Before KSS Group could tackle the gently arching, translucent roof structure, there was the small matter of removing 183,000 cubic metres of chalk from the site. In an ingenious move, the architects struck a deal with the farmer in an adjacent field whose land dipped in the centre. After replacing the topsoil from both the construction site and neighbouring field, the 183,000 cubic metres of chalk were redistributed into the natural dip with topsoil from both locations spread across the top.
Fundamental to the success of the scheme was a mutually beneficial relationship with the community. Officially named the American Express Community Stadium following a sponsorship deal with the financial giant, the complex offers an extensive suite of conference facilities which has virtually overtaken Brighton’s hotels as the go-to venue for business meetings of all sizes. In tandem with the commercial factor, charitable organisation Albion in the Community (AITC) works in collaboration with the club to encourage adults to return to education using the new stadium as a base - an initiative currently being implemented across the UK.
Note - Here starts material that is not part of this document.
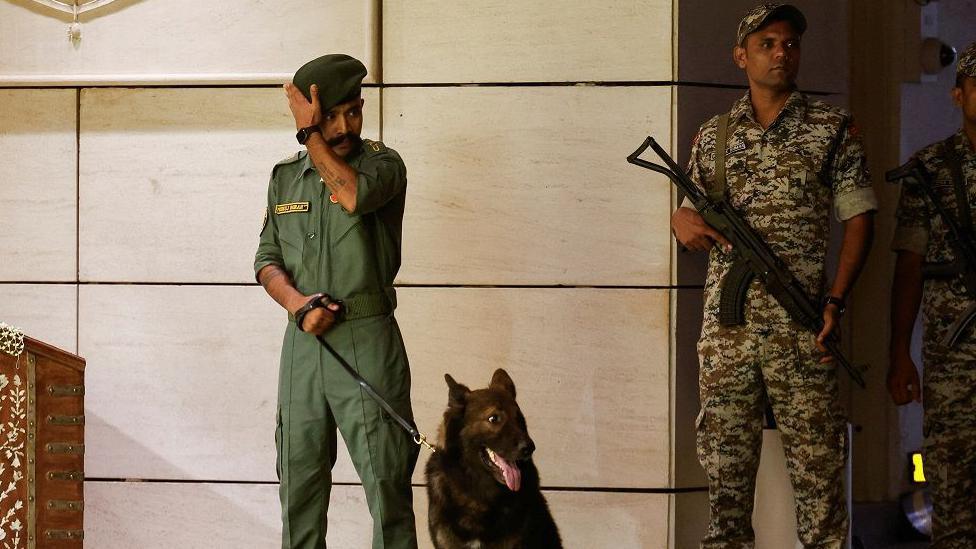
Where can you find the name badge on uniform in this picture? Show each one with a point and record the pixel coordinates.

Simons furthers: “Of all the clubs that run these programmes, Brighton probably delivers 90% of everything in the UK, so that community link is not just a badge. A lot of clubs say ‘We’re a community stadium’ but this is seriously embedded into its community. So when American Express took on the naming rights, the community element had to stay as part of the deal.”
All this is very well and good, but the beauty of this stadium is in the design details. Minor alterations such as the angle of stairwells to ensure that those making full use of the alcoholic beverage vendors can’t see the pitch during play (a law still enforced in the UK) and the integration of technology that tracks each player’s movement throughout the game to improve the accuracy of match feedback make the arena a real winner. Also keeping the structural arches above the stadium relaxed back not only complies with the brief’s low visibility demands but enables those in the surprisingly comfortable seats at the rear of the west stand to gain beautiful views across the rolling South Downs. A triumph on all accounts.